S'il fallait encore trouver des exemples pour souligner la dérive actuelle du système des brevets aux États-Unis, voici une nouvelle illustration du grave problème que posent les "patent trolls", qui n'ont pas d'autre objectif que d'acquérir un maximum de brevets afin de s'en servir ensuite pour soutirer de l'argent aux entreprises, en leur imposant de verser des redevances sous peine de subir un procès.
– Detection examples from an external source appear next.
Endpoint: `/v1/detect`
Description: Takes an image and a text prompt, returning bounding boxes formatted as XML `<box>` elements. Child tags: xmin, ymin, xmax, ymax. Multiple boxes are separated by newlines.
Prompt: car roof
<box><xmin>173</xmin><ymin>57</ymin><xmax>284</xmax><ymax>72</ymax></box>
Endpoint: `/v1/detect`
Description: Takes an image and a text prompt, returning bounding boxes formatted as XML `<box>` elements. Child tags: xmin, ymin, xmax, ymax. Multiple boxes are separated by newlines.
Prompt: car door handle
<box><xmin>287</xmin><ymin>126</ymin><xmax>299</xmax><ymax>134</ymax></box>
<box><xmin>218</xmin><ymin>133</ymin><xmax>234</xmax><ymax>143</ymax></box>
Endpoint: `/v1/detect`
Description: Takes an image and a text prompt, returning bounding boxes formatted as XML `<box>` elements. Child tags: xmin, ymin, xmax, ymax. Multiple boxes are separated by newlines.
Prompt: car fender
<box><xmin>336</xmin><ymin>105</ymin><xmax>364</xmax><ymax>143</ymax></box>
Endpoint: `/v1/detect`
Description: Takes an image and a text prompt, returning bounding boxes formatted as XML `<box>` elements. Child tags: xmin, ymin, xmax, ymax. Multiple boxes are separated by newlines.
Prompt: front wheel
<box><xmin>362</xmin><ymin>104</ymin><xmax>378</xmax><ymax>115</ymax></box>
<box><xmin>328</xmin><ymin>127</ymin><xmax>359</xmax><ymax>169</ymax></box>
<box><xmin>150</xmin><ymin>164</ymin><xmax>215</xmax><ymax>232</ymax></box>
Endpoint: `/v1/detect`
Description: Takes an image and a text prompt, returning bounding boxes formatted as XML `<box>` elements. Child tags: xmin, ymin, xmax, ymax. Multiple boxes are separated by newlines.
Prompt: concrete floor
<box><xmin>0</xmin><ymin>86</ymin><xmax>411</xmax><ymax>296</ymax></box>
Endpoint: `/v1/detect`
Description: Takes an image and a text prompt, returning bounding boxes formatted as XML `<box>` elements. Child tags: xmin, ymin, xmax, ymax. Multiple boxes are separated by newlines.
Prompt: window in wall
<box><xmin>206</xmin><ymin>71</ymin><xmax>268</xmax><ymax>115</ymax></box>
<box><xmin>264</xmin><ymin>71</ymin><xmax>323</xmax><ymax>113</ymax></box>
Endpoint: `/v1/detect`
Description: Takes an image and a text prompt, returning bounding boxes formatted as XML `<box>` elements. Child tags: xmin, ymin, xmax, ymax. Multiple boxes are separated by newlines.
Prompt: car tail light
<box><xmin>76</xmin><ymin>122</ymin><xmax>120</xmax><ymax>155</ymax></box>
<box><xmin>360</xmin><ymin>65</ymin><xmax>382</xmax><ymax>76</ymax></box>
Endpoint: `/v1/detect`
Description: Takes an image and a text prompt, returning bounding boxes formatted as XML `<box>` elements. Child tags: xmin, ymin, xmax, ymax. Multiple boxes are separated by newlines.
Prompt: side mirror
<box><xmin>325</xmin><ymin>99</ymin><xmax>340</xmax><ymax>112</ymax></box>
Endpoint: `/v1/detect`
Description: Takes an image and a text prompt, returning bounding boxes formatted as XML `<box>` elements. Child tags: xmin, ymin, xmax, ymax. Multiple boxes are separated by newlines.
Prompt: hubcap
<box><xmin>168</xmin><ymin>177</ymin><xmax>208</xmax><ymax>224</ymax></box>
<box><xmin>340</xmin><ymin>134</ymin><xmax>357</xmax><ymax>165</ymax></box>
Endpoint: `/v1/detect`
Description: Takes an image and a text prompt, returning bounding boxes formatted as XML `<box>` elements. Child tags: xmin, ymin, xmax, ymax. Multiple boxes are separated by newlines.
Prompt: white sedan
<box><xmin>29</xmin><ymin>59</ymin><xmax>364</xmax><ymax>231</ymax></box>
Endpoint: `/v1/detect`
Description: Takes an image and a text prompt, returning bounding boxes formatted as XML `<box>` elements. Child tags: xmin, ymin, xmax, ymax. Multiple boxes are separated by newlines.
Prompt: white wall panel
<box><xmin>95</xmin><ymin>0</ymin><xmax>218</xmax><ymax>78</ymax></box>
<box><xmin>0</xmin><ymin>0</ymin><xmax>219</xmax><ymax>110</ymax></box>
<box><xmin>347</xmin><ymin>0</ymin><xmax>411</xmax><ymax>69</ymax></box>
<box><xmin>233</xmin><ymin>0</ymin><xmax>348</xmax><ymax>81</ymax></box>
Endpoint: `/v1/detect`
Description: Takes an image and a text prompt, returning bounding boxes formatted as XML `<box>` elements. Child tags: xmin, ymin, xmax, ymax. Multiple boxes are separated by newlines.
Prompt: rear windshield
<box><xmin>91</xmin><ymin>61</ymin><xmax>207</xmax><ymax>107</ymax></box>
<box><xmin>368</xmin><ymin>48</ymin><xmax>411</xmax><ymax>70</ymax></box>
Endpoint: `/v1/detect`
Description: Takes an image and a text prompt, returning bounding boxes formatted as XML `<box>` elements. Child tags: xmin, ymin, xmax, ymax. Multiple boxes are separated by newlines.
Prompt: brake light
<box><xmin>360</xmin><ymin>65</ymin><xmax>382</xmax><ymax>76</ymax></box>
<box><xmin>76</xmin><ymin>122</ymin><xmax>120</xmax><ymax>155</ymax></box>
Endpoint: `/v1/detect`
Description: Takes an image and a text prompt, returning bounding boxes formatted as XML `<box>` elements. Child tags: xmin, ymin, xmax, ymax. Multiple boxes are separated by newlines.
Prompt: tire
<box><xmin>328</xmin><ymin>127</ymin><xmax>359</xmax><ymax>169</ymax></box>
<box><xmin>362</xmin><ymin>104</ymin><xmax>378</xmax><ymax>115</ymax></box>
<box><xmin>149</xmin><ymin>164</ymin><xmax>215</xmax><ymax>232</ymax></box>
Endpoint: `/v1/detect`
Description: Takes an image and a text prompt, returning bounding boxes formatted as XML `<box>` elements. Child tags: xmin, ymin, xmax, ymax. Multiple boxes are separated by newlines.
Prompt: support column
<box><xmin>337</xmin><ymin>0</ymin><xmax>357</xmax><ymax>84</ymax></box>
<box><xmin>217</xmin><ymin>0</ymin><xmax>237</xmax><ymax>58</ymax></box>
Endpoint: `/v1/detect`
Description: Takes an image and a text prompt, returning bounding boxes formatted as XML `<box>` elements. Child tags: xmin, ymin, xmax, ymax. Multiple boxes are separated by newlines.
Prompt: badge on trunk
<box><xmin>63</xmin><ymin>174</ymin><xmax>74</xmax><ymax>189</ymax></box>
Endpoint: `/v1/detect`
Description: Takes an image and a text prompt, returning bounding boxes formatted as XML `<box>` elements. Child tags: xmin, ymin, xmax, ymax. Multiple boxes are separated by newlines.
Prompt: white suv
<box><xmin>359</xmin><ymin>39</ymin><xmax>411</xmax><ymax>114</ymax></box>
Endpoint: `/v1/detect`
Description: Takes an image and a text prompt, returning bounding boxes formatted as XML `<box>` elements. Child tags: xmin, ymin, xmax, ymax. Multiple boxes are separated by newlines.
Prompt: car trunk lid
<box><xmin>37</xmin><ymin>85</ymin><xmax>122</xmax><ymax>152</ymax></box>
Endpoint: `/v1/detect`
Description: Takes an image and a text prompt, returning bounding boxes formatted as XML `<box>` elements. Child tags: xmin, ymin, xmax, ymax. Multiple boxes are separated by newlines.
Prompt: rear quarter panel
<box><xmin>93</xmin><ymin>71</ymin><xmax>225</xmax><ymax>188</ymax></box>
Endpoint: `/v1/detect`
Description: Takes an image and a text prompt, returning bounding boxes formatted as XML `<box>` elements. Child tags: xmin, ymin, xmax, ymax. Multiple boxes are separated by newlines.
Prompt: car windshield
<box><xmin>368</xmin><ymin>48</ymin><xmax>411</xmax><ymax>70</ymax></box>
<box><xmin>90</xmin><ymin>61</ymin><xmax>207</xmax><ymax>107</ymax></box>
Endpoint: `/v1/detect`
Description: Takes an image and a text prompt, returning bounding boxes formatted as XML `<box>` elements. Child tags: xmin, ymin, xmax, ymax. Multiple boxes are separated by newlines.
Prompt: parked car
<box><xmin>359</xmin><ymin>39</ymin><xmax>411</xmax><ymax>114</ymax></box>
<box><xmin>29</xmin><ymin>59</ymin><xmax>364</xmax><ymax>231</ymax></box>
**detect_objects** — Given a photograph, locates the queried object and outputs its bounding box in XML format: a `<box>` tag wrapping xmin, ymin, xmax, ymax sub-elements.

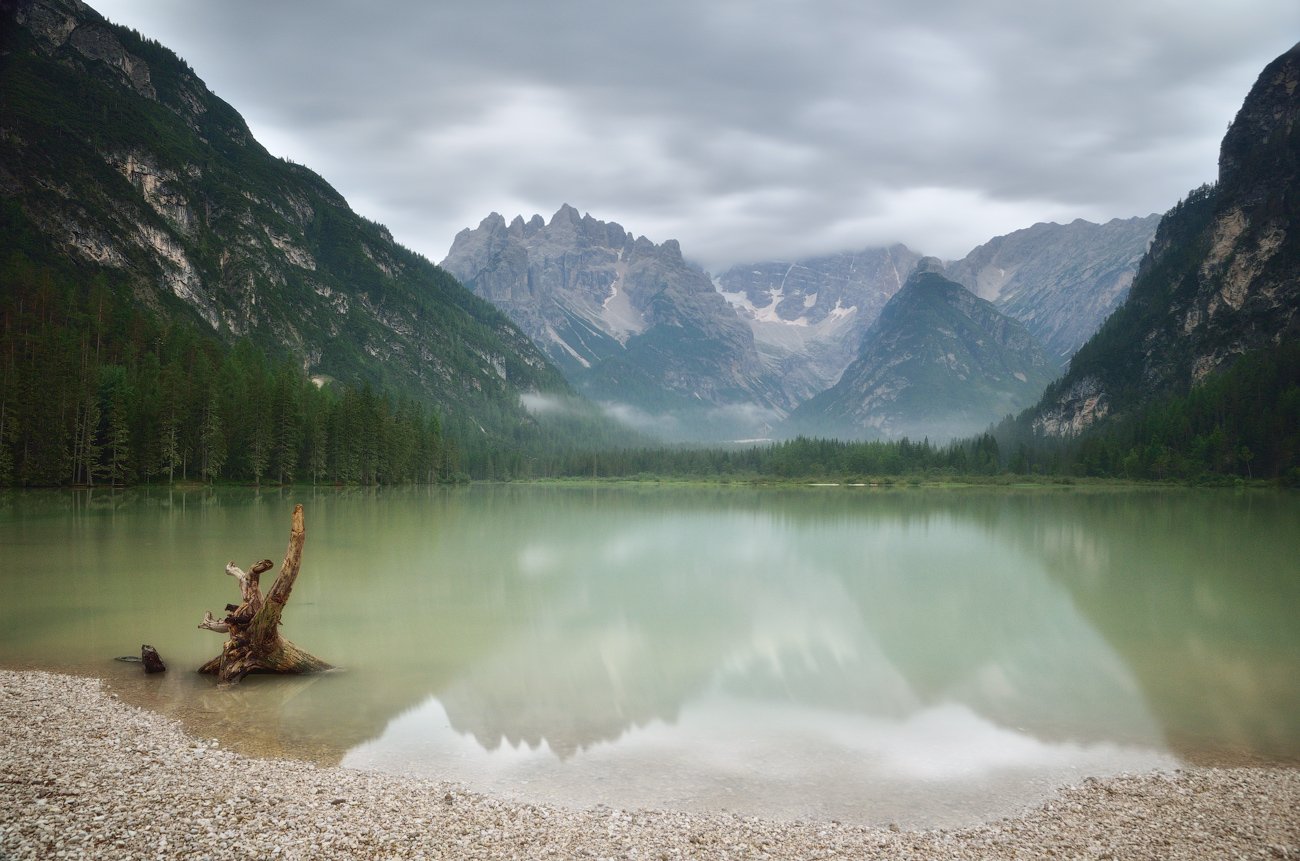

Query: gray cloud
<box><xmin>92</xmin><ymin>0</ymin><xmax>1300</xmax><ymax>269</ymax></box>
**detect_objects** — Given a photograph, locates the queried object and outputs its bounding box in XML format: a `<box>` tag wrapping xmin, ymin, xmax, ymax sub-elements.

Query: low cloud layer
<box><xmin>91</xmin><ymin>0</ymin><xmax>1300</xmax><ymax>271</ymax></box>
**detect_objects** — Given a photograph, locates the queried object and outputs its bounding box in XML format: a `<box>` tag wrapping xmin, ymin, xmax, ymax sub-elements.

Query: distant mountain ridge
<box><xmin>1034</xmin><ymin>44</ymin><xmax>1300</xmax><ymax>436</ymax></box>
<box><xmin>945</xmin><ymin>215</ymin><xmax>1160</xmax><ymax>367</ymax></box>
<box><xmin>787</xmin><ymin>265</ymin><xmax>1053</xmax><ymax>440</ymax></box>
<box><xmin>442</xmin><ymin>204</ymin><xmax>781</xmax><ymax>438</ymax></box>
<box><xmin>0</xmin><ymin>0</ymin><xmax>569</xmax><ymax>432</ymax></box>
<box><xmin>715</xmin><ymin>245</ymin><xmax>920</xmax><ymax>406</ymax></box>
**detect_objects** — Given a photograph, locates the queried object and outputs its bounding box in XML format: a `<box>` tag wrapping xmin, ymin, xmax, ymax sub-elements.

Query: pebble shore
<box><xmin>0</xmin><ymin>671</ymin><xmax>1300</xmax><ymax>861</ymax></box>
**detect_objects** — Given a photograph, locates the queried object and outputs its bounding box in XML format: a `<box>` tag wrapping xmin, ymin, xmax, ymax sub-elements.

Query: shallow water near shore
<box><xmin>0</xmin><ymin>485</ymin><xmax>1300</xmax><ymax>827</ymax></box>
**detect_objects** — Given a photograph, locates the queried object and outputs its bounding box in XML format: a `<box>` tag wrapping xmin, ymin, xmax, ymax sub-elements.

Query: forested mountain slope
<box><xmin>1032</xmin><ymin>46</ymin><xmax>1300</xmax><ymax>436</ymax></box>
<box><xmin>788</xmin><ymin>265</ymin><xmax>1052</xmax><ymax>440</ymax></box>
<box><xmin>0</xmin><ymin>0</ymin><xmax>569</xmax><ymax>437</ymax></box>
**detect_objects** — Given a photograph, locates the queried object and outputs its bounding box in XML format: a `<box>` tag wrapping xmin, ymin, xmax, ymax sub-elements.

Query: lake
<box><xmin>0</xmin><ymin>484</ymin><xmax>1300</xmax><ymax>827</ymax></box>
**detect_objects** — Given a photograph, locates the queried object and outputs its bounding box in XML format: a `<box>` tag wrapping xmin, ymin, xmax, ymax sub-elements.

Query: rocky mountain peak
<box><xmin>1219</xmin><ymin>43</ymin><xmax>1300</xmax><ymax>192</ymax></box>
<box><xmin>442</xmin><ymin>203</ymin><xmax>779</xmax><ymax>438</ymax></box>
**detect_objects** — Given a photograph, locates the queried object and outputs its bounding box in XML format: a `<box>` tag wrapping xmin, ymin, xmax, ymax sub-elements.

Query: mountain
<box><xmin>945</xmin><ymin>215</ymin><xmax>1160</xmax><ymax>368</ymax></box>
<box><xmin>0</xmin><ymin>0</ymin><xmax>569</xmax><ymax>434</ymax></box>
<box><xmin>788</xmin><ymin>258</ymin><xmax>1052</xmax><ymax>440</ymax></box>
<box><xmin>715</xmin><ymin>245</ymin><xmax>920</xmax><ymax>406</ymax></box>
<box><xmin>442</xmin><ymin>204</ymin><xmax>781</xmax><ymax>438</ymax></box>
<box><xmin>1034</xmin><ymin>44</ymin><xmax>1300</xmax><ymax>434</ymax></box>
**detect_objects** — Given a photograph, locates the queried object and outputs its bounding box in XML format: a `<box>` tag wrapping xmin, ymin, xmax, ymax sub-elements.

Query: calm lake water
<box><xmin>0</xmin><ymin>485</ymin><xmax>1300</xmax><ymax>826</ymax></box>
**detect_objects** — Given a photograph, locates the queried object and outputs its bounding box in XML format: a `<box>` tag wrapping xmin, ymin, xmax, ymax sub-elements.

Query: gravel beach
<box><xmin>0</xmin><ymin>671</ymin><xmax>1300</xmax><ymax>861</ymax></box>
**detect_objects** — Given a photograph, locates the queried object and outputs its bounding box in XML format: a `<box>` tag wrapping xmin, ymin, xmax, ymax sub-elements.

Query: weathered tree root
<box><xmin>199</xmin><ymin>505</ymin><xmax>333</xmax><ymax>684</ymax></box>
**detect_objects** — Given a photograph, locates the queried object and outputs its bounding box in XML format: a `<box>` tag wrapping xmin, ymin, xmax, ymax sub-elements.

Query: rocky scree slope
<box><xmin>715</xmin><ymin>245</ymin><xmax>920</xmax><ymax>403</ymax></box>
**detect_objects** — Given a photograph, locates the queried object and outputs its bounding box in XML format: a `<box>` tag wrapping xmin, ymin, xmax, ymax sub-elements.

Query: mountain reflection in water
<box><xmin>0</xmin><ymin>486</ymin><xmax>1300</xmax><ymax>826</ymax></box>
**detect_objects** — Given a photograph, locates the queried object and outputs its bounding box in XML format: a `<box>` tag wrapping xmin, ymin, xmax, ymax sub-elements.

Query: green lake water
<box><xmin>0</xmin><ymin>485</ymin><xmax>1300</xmax><ymax>826</ymax></box>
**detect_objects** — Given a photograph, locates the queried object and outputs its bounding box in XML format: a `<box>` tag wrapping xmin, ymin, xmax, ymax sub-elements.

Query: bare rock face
<box><xmin>1035</xmin><ymin>46</ymin><xmax>1300</xmax><ymax>434</ymax></box>
<box><xmin>715</xmin><ymin>245</ymin><xmax>920</xmax><ymax>403</ymax></box>
<box><xmin>789</xmin><ymin>267</ymin><xmax>1052</xmax><ymax>441</ymax></box>
<box><xmin>442</xmin><ymin>204</ymin><xmax>785</xmax><ymax>438</ymax></box>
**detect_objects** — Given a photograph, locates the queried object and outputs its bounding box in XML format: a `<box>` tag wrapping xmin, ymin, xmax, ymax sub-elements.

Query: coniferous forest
<box><xmin>0</xmin><ymin>254</ymin><xmax>458</xmax><ymax>486</ymax></box>
<box><xmin>0</xmin><ymin>234</ymin><xmax>1300</xmax><ymax>486</ymax></box>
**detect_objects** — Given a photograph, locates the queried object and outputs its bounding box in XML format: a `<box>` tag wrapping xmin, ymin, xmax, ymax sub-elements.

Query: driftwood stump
<box><xmin>199</xmin><ymin>505</ymin><xmax>333</xmax><ymax>684</ymax></box>
<box><xmin>140</xmin><ymin>644</ymin><xmax>166</xmax><ymax>672</ymax></box>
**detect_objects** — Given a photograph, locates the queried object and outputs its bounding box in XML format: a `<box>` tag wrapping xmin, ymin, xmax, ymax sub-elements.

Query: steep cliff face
<box><xmin>442</xmin><ymin>204</ymin><xmax>781</xmax><ymax>437</ymax></box>
<box><xmin>0</xmin><ymin>0</ymin><xmax>567</xmax><ymax>431</ymax></box>
<box><xmin>1035</xmin><ymin>46</ymin><xmax>1300</xmax><ymax>434</ymax></box>
<box><xmin>715</xmin><ymin>245</ymin><xmax>920</xmax><ymax>403</ymax></box>
<box><xmin>788</xmin><ymin>265</ymin><xmax>1052</xmax><ymax>440</ymax></box>
<box><xmin>946</xmin><ymin>215</ymin><xmax>1160</xmax><ymax>368</ymax></box>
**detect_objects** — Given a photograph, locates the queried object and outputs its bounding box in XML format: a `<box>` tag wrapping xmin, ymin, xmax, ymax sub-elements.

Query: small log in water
<box><xmin>140</xmin><ymin>645</ymin><xmax>166</xmax><ymax>672</ymax></box>
<box><xmin>199</xmin><ymin>505</ymin><xmax>333</xmax><ymax>684</ymax></box>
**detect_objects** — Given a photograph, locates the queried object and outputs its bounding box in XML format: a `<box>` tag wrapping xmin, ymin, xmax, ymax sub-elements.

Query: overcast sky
<box><xmin>91</xmin><ymin>0</ymin><xmax>1300</xmax><ymax>273</ymax></box>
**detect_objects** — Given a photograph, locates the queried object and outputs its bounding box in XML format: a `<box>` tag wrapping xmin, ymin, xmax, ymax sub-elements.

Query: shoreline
<box><xmin>0</xmin><ymin>670</ymin><xmax>1300</xmax><ymax>861</ymax></box>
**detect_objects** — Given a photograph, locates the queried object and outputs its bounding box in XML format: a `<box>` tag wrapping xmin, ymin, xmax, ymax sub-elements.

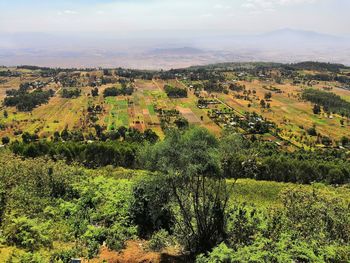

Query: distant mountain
<box><xmin>255</xmin><ymin>28</ymin><xmax>349</xmax><ymax>45</ymax></box>
<box><xmin>0</xmin><ymin>28</ymin><xmax>350</xmax><ymax>69</ymax></box>
<box><xmin>148</xmin><ymin>47</ymin><xmax>204</xmax><ymax>56</ymax></box>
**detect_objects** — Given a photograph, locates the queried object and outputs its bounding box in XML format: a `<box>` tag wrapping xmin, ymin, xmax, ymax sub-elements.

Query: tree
<box><xmin>91</xmin><ymin>87</ymin><xmax>98</xmax><ymax>97</ymax></box>
<box><xmin>312</xmin><ymin>104</ymin><xmax>321</xmax><ymax>114</ymax></box>
<box><xmin>143</xmin><ymin>128</ymin><xmax>229</xmax><ymax>253</ymax></box>
<box><xmin>265</xmin><ymin>92</ymin><xmax>272</xmax><ymax>100</ymax></box>
<box><xmin>307</xmin><ymin>126</ymin><xmax>317</xmax><ymax>136</ymax></box>
<box><xmin>340</xmin><ymin>136</ymin><xmax>350</xmax><ymax>146</ymax></box>
<box><xmin>260</xmin><ymin>100</ymin><xmax>266</xmax><ymax>108</ymax></box>
<box><xmin>174</xmin><ymin>117</ymin><xmax>189</xmax><ymax>129</ymax></box>
<box><xmin>1</xmin><ymin>136</ymin><xmax>10</xmax><ymax>145</ymax></box>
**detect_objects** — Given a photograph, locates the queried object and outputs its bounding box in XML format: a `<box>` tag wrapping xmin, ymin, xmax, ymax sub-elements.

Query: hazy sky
<box><xmin>0</xmin><ymin>0</ymin><xmax>350</xmax><ymax>35</ymax></box>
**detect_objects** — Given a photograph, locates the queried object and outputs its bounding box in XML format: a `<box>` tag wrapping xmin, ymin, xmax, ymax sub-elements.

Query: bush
<box><xmin>130</xmin><ymin>175</ymin><xmax>174</xmax><ymax>238</ymax></box>
<box><xmin>4</xmin><ymin>216</ymin><xmax>52</xmax><ymax>251</ymax></box>
<box><xmin>148</xmin><ymin>229</ymin><xmax>171</xmax><ymax>251</ymax></box>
Aux États-Unis, Bloomberg signale qu'un jury a condamné Apple à payer 532,9 millions de dollars de dommages et intérêts dans le cadre d'un procès avec la société Smartflash, basée au Texas. Dans cette affaire, la firme de Cupertino a été reconnue coupable d'avoir utilisé sans autorisation trois brevets concernant le stockage de données et la gestion d'accès via des systèmes de paiement.

Devant les tribunaux, Apple s'est efforcé de démontrer l'invalidité des brevets en question, sans succès. Le groupe américain n'a pas non plus réussi à montrer qu'il n'utilisait pas ces technologies. Seule petite satisfaction, si cela peut en être une, la demande de Smartflash, qui cherchait à obtenir 852 millions de dollars en dommages et intérêts, n'a pas été retenue par le jury.

Le verdict n'a pas du tout plu à Apple, qui a promis de faire appel. "Smartflash ne propose aucun produit, n'a aucun employé, ne génère aucun emploi, n'a aucune présence aux États-Unis et exploite notre système de brevets pour obtenir des redevances pour une technologie qu'Apple a inventée", a déclaré Kristin Huguet, une porte-parole de la firme de Cupertino.

La situation à laquelle Apple fait face n'est pas exceptionnelle. Aux USA, les patent trolls sont à l'origine d'un nombre croissant de plaintes, qui visent aussi bien les grandes entreprises que les sociétés de plus petite envergure. Aussi, des voix de plus en plus nombreuses demandent une réforme du système, afin de limiter la nuisance causée par ces "trolls des brevets".